= Cannabis in Georgia (country) =

Legality of cannabis in Europe
----

Cannabis in Georgia is legal in terms of its possession and consumption due to a ruling by the Constitutional Court of Georgia on 30 July 2018. This makes Georgia one of the first countries in the world to legalize cannabis for both recreational and medical use, and the only former-communist state in the world to do so.

Large scale cultivation and sale of cannabis remains illegal, although there have been active discussions in Georgia's political circles on commercializing marijuana. In the political arena, Girchi and its founder and former leader Zurab Japaridze emerged as one of the strongest supporters of more liberal cannabis policies, although this view has then been picked up by other political forces as well to some extent.

==Cultivation==
Georgia illegally cultivates some small amounts of cannabis, mostly for local consumption. As of 2005, Georgia also served as a transit route for drugs coming from Central Asia, headed for Russia and Europe.

==Enforcement==
Before Georgia legalized cannabis it had a strict anti-drug policy, under which offenders could have been jailed for up to 14 years. The advocacy group White Noise Movement states that over 100 people are drug tested by Georgian police daily. Following the 2006 strengthening of the drug laws, Georgia collected $11.3 million in drug-related fines in the first year.

==Reform==
Beginning in 2013 there were calls from various advocacy groups and opposition politicians to decriminalize cannabis, but the government remained opposed. In October 2015, the Constitutional Court of Georgia ruled that the norm of the country's Constitution about imprisonment for personal use of cannabis was "too strict" and needed to be relaxed. In December 2016, the Court further declared that imprisonment for use of small amounts of cannabis, as well as its purchase, retention, and production for personal use, was unconstitutional.

On 30 July 2018, the Constitutional Court of Georgia ruled that "consumption of marijuana is an action protected by the right to free personality" and that "[Marijuana] can only harm the user's health, making that user him/herself responsible for the outcome. The responsibility for such actions does not cause dangerous consequences for the public." The ruling made legal the use and possession of cannabis in Georgia but kept in place penalties for cultivation and sale of the drug. Actions which also remain illegal include public consumption and use in the presence of children.

===Protests===
In May–June 2015, End the Drug War and June 2nd Movement organized protests in favor of decriminalization.

In December 2016 the White Noise Movement held a protest outside the Parliament building calling for decriminalization of drugs, including cannabis.

On New Year's Eve of 2016, Girchi Party activists planted cannabis plants in 84 pots in the party's Tbilisi headquarters, in defiance of Georgian drug policy. Georgian police officers arrived and confiscated the plants, but did not charge party members with any criminal offense.

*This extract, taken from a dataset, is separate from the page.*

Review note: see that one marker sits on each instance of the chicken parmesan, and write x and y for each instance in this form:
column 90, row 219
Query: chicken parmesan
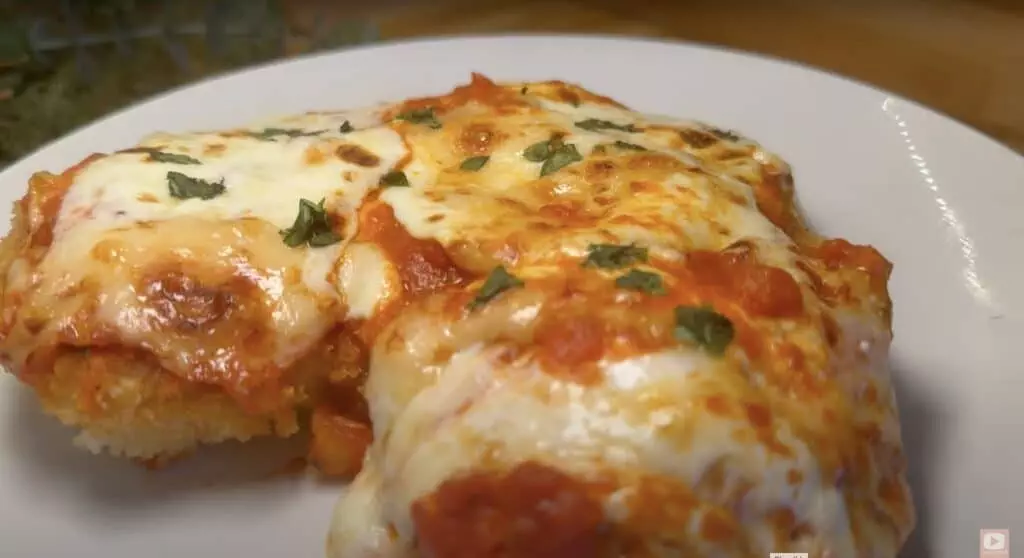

On 20 October 2018 Girchi Party activists held the Cannabis Legalization Festival in the downtown of Tbilisi protesting the new aim of Parliament to pass a bill restricting the consumption of cannabis.

== Cannabis culture ==
Cannabis culture in Georgia, particularly among the Svans, remains a topic of speculation. Local rumors suggest that historically the Svans plied the stem fibers into cloth and rope, pressed the seeds for oil, and consumed cannabis-infused dishes, including Kubdari, Khachapuri and Pkhali. While some believe these practices vanished during the Soviet era, others think the Svans might still secretly indulge.

Cannabis has a historical presence in Georgia, with evidence suggesting it has been cultivated in the region for at least 2,700 years. The plant was likely used for various purposes, including medicinal and possibly recreational. The isolated geography of Svaneti allowed the Svans to preserve ancient traditions, possibly including cannabis use. Insights from neighboring regions support the idea that cannabis was cultivated for domestic purposes and used for its psychoactive effects. Despite limited concrete evidence, the potential historical use of cannabis in Svan cuisine reflects a broader cultural and historical significance in the region.